In general the TIHI model will resolve an attribute load of the form a.a1...an (for a module a) by:
- Finding the maximum prefix match amongst all available
import statementsimport a.b1...bm, - Among these, finding those of minimal path-length, and
- Adding a reference to the binding created by the nearest
of these.
What we actually do
Rather than force Ruff's semantic model to be incorrect by actually implementing TIHI, we hack TIHI into the logic of unused-import itself. Doing this is somewhat awkward due to the nature of the implementation of unused-import.
Let me briefly review the current implementation and then explain what we do differently.
Current implementation
After having the semantic model visit the entire module, we look at the current live import bindings that have no references. There are various other filters and logic then applied, but our essential starting bucket for this rule consists of that: bindings to import statements that are live at the end of the file and have no references.
In particular, if the module consists solely of:
then our starting "bucket" where we might emit a lint does not include import a since the symbol a is shadowed by the statement import a.b.
This PR
From now on we will refer to the current behavior as the "stable" behavior. In this PR we introduce preview behavior under very specific assumptions designed to limit the scope of this PR to handle the most common cases where users get tripped up. If any of these assumptions are not met then we revert to the stable behavior.
To begin, instead of only considering import bindings that are live at the end of the module, we also consider all bindings shadowed by these. We assume that all of these bindings are also import bindings - specifically simple imports and submodule imports without aliases, not from imports. If not - revert to stable behavior. Next, we have to decide which of these statements have been "used" in the sense of the "TIHI" model above. So we iterate through the references to the last binding and decide which import statement is intuitively being referenced, according to the matching logic we described earlier.
As a technical note here, a call like a.b.foo() will create a reference to the symbol a - so we will not see the full attribute access. We must therefore crawl up the AST and collect the qualified name of the attribute access. We assume that all references arise from a Name node or from appearance in a binding to __all__ - if we find some other kind of reference, we revert to stable behavior.
Having marked each import statement as used or unused, we collect the unused ones and then proceed as in the stable behavior.
Questions
What if the submodule import has a side-effect and so is used? For example, if
a/b.pycontainsimport a.xbuta/__init__.pydoes not. Thena.x.bazreally does needimport a.b.
We already don't model side-effects, even for simple module imports like import a. So the user would be required to suppress the lint for such an anti-pattern.
Shouldn't you do ____ to avoid allocating and performance regressions?
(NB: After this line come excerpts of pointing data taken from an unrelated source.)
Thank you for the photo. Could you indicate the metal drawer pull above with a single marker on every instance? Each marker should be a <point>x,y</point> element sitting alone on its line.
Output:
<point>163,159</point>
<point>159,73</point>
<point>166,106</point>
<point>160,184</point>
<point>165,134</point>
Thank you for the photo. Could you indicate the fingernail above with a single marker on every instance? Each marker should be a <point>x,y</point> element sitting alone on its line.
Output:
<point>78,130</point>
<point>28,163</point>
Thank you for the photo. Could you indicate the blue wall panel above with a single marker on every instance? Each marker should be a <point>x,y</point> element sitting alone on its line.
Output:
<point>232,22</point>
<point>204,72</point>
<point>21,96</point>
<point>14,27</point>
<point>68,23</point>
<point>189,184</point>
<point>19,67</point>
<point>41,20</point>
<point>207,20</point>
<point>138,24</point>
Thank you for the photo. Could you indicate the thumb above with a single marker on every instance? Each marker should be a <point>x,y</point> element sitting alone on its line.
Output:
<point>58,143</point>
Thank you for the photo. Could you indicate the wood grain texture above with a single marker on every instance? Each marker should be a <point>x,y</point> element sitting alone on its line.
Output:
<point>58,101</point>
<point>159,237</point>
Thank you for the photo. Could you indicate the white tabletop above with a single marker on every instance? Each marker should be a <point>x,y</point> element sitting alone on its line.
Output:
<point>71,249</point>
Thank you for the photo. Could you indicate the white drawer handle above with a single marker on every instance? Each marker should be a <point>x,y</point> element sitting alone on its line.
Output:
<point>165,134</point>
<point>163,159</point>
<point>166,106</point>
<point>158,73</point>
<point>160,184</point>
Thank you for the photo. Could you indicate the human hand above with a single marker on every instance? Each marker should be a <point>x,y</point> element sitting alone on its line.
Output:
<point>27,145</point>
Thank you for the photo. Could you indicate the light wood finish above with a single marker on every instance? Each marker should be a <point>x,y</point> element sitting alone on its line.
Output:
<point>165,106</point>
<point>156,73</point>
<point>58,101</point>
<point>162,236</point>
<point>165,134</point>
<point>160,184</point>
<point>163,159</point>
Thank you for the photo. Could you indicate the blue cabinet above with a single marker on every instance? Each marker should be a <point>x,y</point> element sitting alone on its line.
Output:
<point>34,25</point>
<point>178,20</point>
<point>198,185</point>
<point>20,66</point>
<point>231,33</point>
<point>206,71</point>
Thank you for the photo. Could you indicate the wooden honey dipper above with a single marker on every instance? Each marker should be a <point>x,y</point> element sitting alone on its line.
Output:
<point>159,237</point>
Maybe! The benchmarks did not show a regression, but if we want to pre-emptively do that I'm happy to. Some places where it may make sense are:
- We currently allocate a vector of size 1 in a common situation where we "bail" to the stable behavior when iterating over bindings. This is to make the opaque type of various iterators the same. But we could avoid that.
- We could use something like
SmallVecwhen collecting candidate unused import bindings shadowing a given one, since there will often not be very many - We could use a bitmask to mark used bindings (for a given symbol) as long as we are only dealing with < 64 of them and fallback to
Vec<bool>otherwise - ... probably other things I'm not thinking of!